Friday, February 11, 2011

A Cold Reality

A year and a half ago when 60 year old Tom Watson came within a short putt of winning the British Open, I was deflated in a way that I never had been before as a sports fan. And I had no idea why.

For two days I had barely left my couch as I watched the old golfer contend for a major golf championship. It was unreal. It was a tournament that had never been won by anyone older than 46 (and even that was only done in the year 1867). And while men of his age regularly participate in tournaments like the British Open, they never actually competed. But there Tom Watson was, in the lead, and seemingly on his way to victory. As he approached the 18th green, I remember I was literally on my knees, crouched down in front of my TV in giddy anticipation.

At some point during that weekend, it stopped being about golf. Tom Watson was literally defying age, time, mortality, the certainty of death, whatever you want to call it. But he was doing it, and I was in awe. As Tom studied his final shot, I had my cell phone in my hand. I was anxiously preparing to call my dad to say “Did you see that?!” But I never made that call. As Tom pulled back his putter to take the winning shot, you could see the exact moment when it happened. You could see the precise millisecond when Tom Watson realized what he was doing, and the enormity of it all. It was the slightest of hesitations, but it was just enough for him to jerk the putt and leave the ball out of the cup.

And it was all over. You could tell. He had seemingly stared down the impossible all weekend, but then he blinked, and when his eyes opened reality was there. There was still a playoff since he finished tied for first, but you could see it in his wrinkled eyes—he had defied the undefiable for too long. And he was tired.

This is a really roundabout way to explain how I felt today when news broke that Jerry Sloan was retiring from basketball, but it’s one of the first things that popped into my mind (other than “Okay, this is clearly the apocalypse—where’s my gun?”).

When Jerry Sloan became the coach of the Utah Jazz I was five years old. So of course he always seemed like an old guy to me. He was old—so what? Age didn’t mean anything to Jerry Sloan, the most grizzled man in all of sports. To me he was the consummate man of grit that would never back down from a tussle; always dirtied his hands during his long day’s work, but always washed those hands before supper. He represented an era that I knew existed before me, but that I only saw on the History Channel or occasions when my grandpa felt like lecturing me about life. I respected him and what he stood for immensely, though I never fully understood him.

However, it finally hit me today that Sloan is old. He was tired. And that means something. He had been around for so long, was so consistent, and so dependable, that it became a given that he would always be around. Sure, I knew he would leave eventually, but it was inconceivable that he would do so without doing the one thing he ever really cared about—winning it all. Jerry Sloan was the John Wayne of basketball, and John Wayne did not quit.

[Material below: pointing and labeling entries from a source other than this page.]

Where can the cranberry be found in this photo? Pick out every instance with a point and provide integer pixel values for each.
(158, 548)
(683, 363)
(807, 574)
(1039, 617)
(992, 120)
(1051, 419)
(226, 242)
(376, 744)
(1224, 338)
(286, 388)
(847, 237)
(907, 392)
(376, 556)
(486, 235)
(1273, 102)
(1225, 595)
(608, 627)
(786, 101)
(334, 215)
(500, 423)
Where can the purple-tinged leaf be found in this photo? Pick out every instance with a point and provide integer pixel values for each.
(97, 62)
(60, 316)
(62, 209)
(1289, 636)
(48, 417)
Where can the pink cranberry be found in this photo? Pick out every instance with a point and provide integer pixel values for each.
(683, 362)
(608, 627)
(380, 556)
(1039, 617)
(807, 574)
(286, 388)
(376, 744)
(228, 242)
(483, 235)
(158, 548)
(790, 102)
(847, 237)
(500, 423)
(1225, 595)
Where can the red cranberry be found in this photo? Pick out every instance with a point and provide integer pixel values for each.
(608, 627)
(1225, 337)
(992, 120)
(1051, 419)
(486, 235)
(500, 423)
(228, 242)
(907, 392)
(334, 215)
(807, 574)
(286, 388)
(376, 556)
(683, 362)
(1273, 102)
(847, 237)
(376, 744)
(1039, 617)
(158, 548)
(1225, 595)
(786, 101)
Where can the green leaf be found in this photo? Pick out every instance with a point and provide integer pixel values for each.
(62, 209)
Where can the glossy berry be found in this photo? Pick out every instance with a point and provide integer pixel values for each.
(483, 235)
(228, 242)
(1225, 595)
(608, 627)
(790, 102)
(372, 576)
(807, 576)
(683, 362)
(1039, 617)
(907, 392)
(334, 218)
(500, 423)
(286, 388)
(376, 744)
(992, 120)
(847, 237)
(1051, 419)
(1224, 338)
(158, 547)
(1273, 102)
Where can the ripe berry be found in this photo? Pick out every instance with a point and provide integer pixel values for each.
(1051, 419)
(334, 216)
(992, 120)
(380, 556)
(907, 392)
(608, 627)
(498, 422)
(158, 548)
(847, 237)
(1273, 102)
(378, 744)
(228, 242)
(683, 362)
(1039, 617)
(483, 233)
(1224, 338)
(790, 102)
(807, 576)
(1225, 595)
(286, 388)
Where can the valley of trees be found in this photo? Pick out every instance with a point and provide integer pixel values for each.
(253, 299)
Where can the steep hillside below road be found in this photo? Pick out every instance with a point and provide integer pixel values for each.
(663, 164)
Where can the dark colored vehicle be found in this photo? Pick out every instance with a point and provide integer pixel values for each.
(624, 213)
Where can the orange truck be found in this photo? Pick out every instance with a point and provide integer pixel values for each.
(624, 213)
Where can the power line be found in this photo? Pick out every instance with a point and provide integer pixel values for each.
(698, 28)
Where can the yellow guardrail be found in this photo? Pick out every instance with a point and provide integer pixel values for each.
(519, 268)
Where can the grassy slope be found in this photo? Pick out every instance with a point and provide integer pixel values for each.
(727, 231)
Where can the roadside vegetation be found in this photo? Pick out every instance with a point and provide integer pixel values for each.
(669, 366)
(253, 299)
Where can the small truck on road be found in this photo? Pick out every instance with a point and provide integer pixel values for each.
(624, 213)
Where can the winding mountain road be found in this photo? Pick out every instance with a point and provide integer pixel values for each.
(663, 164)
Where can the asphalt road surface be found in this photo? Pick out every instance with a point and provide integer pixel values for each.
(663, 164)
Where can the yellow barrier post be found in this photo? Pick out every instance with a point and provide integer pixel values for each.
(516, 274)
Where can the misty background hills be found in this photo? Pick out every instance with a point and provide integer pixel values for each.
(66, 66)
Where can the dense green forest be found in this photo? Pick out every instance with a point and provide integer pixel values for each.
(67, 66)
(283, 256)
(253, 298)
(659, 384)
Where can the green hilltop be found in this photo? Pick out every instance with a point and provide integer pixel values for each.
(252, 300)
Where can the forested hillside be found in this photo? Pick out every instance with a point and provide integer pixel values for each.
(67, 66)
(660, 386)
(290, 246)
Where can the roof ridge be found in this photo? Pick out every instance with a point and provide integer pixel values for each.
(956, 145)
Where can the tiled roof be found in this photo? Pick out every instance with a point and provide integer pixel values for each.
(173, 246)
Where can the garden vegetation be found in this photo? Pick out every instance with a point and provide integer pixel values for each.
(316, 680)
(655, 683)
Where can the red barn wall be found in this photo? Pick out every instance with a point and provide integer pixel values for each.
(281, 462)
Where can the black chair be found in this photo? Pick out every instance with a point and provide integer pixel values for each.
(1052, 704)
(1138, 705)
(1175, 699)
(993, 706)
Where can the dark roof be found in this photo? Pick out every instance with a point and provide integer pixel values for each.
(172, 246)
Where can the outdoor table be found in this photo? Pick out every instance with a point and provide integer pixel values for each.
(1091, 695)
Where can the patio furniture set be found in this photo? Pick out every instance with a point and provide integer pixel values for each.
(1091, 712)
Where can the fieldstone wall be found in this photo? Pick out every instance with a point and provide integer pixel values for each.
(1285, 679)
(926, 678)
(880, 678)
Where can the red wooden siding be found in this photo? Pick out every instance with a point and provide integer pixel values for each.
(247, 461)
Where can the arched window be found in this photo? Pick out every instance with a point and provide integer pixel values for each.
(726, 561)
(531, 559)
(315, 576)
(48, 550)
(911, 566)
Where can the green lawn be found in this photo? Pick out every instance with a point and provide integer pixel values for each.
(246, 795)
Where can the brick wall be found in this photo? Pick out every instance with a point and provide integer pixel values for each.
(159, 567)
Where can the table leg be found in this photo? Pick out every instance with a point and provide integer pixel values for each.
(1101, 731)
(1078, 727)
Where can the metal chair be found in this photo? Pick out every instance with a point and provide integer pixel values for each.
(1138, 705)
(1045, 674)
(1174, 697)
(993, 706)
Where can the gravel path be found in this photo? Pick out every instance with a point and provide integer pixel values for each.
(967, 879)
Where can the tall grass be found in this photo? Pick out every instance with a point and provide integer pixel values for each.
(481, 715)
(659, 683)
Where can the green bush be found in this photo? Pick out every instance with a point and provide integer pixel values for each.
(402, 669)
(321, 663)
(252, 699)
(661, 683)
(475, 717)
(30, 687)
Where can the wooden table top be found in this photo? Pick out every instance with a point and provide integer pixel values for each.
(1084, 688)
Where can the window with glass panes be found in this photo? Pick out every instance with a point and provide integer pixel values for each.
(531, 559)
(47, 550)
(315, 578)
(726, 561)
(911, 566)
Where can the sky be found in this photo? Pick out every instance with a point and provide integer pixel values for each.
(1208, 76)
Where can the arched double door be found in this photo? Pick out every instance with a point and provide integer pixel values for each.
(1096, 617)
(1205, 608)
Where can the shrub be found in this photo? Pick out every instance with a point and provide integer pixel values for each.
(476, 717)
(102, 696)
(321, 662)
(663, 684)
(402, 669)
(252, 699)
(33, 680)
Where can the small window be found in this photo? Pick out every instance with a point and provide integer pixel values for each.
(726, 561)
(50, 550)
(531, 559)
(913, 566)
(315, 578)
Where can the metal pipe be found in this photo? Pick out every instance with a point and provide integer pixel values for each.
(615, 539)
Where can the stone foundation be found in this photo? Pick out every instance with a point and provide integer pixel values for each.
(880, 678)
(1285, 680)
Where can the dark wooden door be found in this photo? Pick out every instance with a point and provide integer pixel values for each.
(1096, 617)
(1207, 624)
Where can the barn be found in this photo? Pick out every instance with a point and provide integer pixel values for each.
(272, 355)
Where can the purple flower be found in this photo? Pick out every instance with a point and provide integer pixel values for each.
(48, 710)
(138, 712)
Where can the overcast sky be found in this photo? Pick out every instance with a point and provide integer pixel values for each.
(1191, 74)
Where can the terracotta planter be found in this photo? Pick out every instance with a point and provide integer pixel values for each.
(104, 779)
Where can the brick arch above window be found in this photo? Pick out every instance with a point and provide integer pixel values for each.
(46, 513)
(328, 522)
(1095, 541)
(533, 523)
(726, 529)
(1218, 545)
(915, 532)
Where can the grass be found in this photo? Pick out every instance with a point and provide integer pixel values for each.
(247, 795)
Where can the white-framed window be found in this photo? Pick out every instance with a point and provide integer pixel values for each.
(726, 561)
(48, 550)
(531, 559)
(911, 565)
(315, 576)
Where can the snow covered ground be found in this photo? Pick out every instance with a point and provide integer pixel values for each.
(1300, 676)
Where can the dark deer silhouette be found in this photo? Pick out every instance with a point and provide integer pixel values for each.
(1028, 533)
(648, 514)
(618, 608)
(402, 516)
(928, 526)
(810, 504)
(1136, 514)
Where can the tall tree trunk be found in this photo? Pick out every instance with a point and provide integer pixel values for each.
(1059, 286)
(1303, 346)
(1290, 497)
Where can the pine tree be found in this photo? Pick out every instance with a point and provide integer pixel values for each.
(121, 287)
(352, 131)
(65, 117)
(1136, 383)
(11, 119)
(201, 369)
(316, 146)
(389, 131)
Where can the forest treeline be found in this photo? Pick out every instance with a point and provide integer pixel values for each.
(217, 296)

But John Wayne was only ever an actor, and he died of cancer in 1984. So, as I listened to the press conference today, and as I listened to Jerry Sloan humbly submit to mortality, I felt the same way I did watching Tom Watson on the 18th green. I felt deflated. Only this time I knew why.

Despite my relative youthfulness, I felt the shadow of mortality that creeps on us all. As long as Jerry Sloan has been the Jazz coach I have related sports to the world around me. And now that he is suddenly gone, I am learning a lesson I’m not sure I want to learn. I’m learning of the cold reality that not all hopes are realized, not all dreams are fulfilled. Justice does not always prevail in the end. At least in this life.

Jerry Sloan deserved to win it all. And the realization that he won’t hurts.